Passionné par les avions de chasse et malgré une scolarité plutôt difficile, Noël Schaeffer tente les concours pour devenir pilote de chasse. Ce dernier essuie son échec en décidant de se mettre au travail, sans diplôme. Il débute donc à 15 ans au poste de magasinier, poste se situant à l’échelon le plus bas d’une entreprise de transport international. Animé par l’envie d’apprendre et de monter rapidement, Noël effectue tout d’abord ses obligations nationales en réalisant son service militaire en Allemagne (Division blindée).

 

De retour en France, il retrouve du travail dans l’entreprise de transport de ses débuts qui venait de remporter un contrat avec Alstom pour la construction du métro à Caracas. A 23 ans, Noël part donc 4 ans et demi au Venezuela en tant que responsable de la vérification et du déchargement des marchandises.

Puis, Noël est envoyé en mission pour un nouveau projet au Chili pour une durée de 1 an pour régler les problèmes dans différentes régions du pays (Santiago, Antofogasta). Un rapide passage en Bolivie et Noël découvre pour la première fois l’Equateur en décembre 1987. Le contrat est instauré pour une durée de trois ans afin de mettre en place un bureau de représentation ainsi que de former du personnel équatorien. Cependant, l’expérience tourne au fiasco puisqu’une entreprise anglaise décide en rachetant l’entreprise de fermer le bureau de Quito. Les employés n’apprécient pas la tournure des évènements et placent le chantage au centre des négociations. Noël passera même une journée en prison et s’exilera quelques semaines au Venezuela afin de laisser passer la tempête.

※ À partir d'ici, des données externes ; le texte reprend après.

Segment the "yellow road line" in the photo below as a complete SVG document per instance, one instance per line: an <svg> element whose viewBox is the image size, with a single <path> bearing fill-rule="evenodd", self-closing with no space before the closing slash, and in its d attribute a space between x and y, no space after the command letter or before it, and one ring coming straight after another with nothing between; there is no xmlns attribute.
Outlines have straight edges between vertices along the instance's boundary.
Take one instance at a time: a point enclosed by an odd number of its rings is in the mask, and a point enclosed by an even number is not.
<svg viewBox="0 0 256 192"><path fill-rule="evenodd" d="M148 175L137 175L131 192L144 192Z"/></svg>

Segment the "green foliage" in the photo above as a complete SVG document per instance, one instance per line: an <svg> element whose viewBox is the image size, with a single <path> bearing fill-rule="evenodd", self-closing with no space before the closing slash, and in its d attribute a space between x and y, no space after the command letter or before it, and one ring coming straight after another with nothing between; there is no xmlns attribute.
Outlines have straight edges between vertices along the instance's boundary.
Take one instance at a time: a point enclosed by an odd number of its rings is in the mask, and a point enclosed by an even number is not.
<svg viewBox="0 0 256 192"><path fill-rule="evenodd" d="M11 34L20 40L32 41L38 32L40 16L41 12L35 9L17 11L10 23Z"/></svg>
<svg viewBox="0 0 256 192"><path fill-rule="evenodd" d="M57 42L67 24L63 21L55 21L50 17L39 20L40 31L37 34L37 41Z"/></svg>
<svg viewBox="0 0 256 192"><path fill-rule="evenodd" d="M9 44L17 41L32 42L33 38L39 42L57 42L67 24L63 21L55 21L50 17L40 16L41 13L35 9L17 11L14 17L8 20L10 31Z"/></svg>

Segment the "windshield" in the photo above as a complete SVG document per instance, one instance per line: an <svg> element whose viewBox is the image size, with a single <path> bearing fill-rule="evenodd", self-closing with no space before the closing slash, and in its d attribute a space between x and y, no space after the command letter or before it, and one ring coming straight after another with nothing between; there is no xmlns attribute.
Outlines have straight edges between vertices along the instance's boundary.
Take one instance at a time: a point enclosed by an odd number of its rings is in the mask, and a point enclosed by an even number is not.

Peu enclin à se laisser abattre, il reviendra sans emploi à Quito en 1988 afin de créer sa première entreprise en tentant le pari dans l’importation de produits français pour le secteur de l’optique. Le projet semble solide et toutes les économies y passent afin de faciliter le décollage. Cependant, la réussite n’est pas au bout. Le manque d’expérience dans ce domaine est flagrant et Noël fermera son entreprise 6 mois plus tard en ayant réellement tout perdu, mais c’est sans compter sur sa volonté indéniable…

Un mariage et quelques années en tant qu’employé, Noël se lance un nouveau défi avec la création de Fret International en novembre 2004.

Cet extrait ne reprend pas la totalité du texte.